Katharina Grosse @Hamburger Bahnhof

Doch. Keine Ausreden mehr. Systeme werden unumkehrbar kippen, wenn wir unser Verhalten nicht nachhaltig ändern. Wie unter einem Brennglas zeigt die Pandemie Fehlentwicklungen und Fehlverhalten auf, manche machen einfach weiter wie vor der Krise, business as usual. Aber das Virus verdeutlicht uns Woche für Woche immer mehr, was schon lange im Argen liegt.

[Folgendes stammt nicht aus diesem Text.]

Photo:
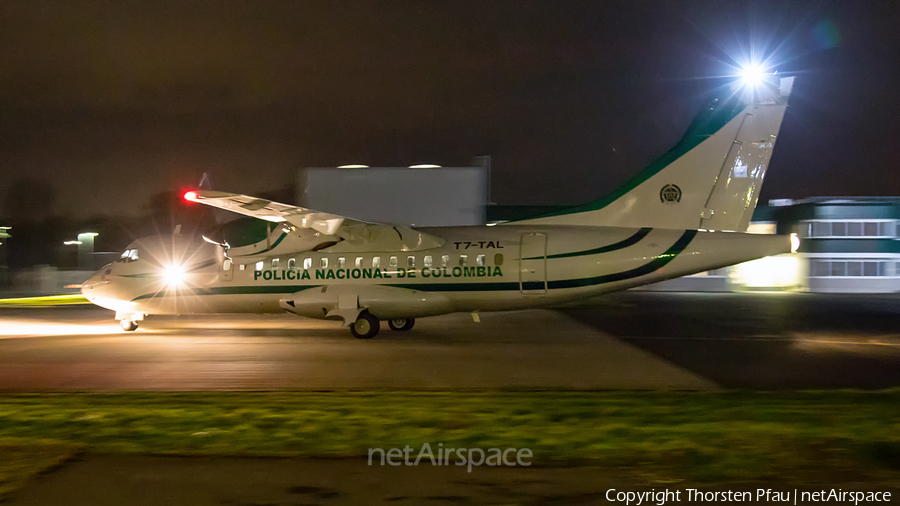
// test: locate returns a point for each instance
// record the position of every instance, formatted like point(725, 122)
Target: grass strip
point(46, 300)
point(704, 437)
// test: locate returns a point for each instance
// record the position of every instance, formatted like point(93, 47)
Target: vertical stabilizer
point(710, 179)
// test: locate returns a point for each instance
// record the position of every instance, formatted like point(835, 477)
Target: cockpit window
point(129, 255)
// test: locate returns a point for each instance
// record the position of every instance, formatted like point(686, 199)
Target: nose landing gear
point(366, 326)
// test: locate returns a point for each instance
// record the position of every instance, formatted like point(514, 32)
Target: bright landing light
point(174, 274)
point(752, 74)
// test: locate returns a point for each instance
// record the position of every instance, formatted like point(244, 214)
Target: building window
point(851, 267)
point(882, 229)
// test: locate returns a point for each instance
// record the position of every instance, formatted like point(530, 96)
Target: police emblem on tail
point(670, 194)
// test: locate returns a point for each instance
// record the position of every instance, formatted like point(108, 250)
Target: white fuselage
point(476, 269)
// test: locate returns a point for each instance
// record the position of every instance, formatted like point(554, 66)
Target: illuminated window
point(848, 228)
point(851, 267)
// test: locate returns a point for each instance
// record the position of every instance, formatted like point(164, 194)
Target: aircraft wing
point(405, 237)
point(263, 209)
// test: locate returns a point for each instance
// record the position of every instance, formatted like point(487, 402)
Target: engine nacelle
point(346, 301)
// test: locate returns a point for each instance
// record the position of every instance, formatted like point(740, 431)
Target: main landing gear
point(367, 325)
point(401, 323)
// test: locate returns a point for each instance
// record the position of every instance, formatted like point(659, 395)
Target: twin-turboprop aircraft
point(683, 214)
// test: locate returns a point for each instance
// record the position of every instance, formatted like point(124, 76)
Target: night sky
point(113, 102)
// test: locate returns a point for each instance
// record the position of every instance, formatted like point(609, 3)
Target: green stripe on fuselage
point(657, 263)
point(640, 234)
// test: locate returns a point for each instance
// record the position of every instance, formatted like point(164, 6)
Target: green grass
point(46, 300)
point(705, 437)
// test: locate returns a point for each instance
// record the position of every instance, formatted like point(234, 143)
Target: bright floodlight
point(752, 74)
point(174, 274)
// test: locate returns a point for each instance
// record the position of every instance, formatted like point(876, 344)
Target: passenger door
point(533, 263)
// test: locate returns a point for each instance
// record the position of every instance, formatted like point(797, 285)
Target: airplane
point(685, 213)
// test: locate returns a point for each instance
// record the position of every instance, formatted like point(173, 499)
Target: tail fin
point(710, 179)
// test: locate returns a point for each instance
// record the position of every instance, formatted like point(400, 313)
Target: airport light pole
point(4, 268)
point(85, 245)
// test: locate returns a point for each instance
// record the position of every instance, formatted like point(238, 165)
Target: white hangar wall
point(424, 197)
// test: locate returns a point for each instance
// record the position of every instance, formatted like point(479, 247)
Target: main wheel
point(366, 326)
point(401, 323)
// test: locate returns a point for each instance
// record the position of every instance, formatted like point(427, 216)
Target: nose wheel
point(128, 325)
point(366, 326)
point(401, 323)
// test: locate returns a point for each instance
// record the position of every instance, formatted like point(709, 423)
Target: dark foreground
point(633, 340)
point(140, 481)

Erneuerung überholter Strukturen ist alternativlos und setzt oft erst negative, dann aber positive Energien frei. Diese besondere Dynamik visualisiert Katharina Grosses Intervention im und hinter dem Hamburger Bahnhof It Wasn’t Us in beeindruckender Weise.

Natürlich habe ich an keine Pandemie gedacht, als ich den Titel formulierte. Aber gerade jetzt merken wir, wir dürfen uns nicht aus der Verantwortung stehlen. Alles hat eine Wirkung, alles beeinflusst sich gegenseitig.

Ein ganzes System kann kippen, wenn sich nur eine Winzigkeit ändert. Das ist in einem Bild so, das ist in der echten Welt so. [Katharina Grosse]

In der Planungsphase zu dieser Ausstellung war sich Grosse der Umwälzungen bewusst, die der Klimawandel mit sich bringt, ebenso entgrenzt wie ihre Farbraumkunst setzt er unaufhaltsam seinen expansiven Weg fort.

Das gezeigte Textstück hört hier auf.